O mesmo recado vale para os casos em que aparecem aqueles sintomas mais preocupantes, como aperto no peito e dificuldade para respirar: nessa hora, é importante buscar atendimento médico para uma avaliação mais aprofundada e, eventualmente, até a realização de tratamentos comprovadamente eficazes, como a oxigenação suplementar e o uso de alguns remédios anti-inflamatórios.
9. As vacinas disponíveis protegem contra a nova variante?
Tudo aponta que as vacinas testadas e aprovadas continuam a funcionar contra a linhagem B.1.617.
Os primeiros indícios sobre isso foram publicados na semana passada: um estudo feito pelo sistema de saúde público da Inglaterra (Public Health England) descobriu que os imunizantes Cominarty (Pfizer/BioNTech) e AZD1222 (AstraZeneca/Universidade de Oxford) são efetivos contra a Covid-19 sintomática provocada por essa variante.
A pesquisa até observou uma queda de eficácia, mas nada que justificasse a interrupção das campanhas de vacinação em curso.
Essas mesmas duas vacinas, inclusive, são utilizadas no programa de imunização brasileiro.
No nosso contexto, porém, ainda não existem informações publicadas a respeito da efetividade da CoronaVac (Sinovac/Instituto Butantan).
Mas especialistas chamam a atenção para a necessidade de proteger o maior número de pessoas possível e pedem que todos tomem as suas doses quando for a sua vez.
“A chegada da nova variante não significa nenhuma contraindicação às vacinas. É importante que todo mundo faça sua parte e se proteja”, diz Weissmann, que também faz parte da Sociedade Brasileira de Infectologia.
10. Ela vai causar uma terceira onda no Brasil?
Segundo um relatório divulgado pela Fundação Oswaldo Cruz, ao menos oito Estados do Brasil apresentam um aumento na taxa de internações por Síndrome Respiratória Aguda Grave (SRAG), o que sugere um novo repique na pandemia.

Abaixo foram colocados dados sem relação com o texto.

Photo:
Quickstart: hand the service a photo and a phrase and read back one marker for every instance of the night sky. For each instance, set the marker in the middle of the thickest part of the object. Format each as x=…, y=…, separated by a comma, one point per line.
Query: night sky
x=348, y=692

Em outros estados, onde o número de novas hospitalizações vinha caindo, a tendência é de estabilização nos números, o que certamente é algo negativo.
Essas observações indicam uma coisa: após um tímido e breve período de melhora na pandemia, tudo indica que a Covid-19 vai voltar a crescer país adentro.
Detalhe importante: tudo isso acontece num cenário em que a linhagem originária da Índia ainda dá seus primeiros passos em território brasileiro, e não se sabe ao certo como ela vai se comportar por aqui.
“A terceira onda já estava se armando antes mesmo da chegada da B.1.617. A variante não é essencial para que a tal onda aconteça, mas tudo indica que ela vai fazer parte disso”, avalia Brandão.
Portanto, é hora de redobrar os cuidados preventivos para proteger a si, a família e toda a comunidade ao redor, reforçam os especialistas.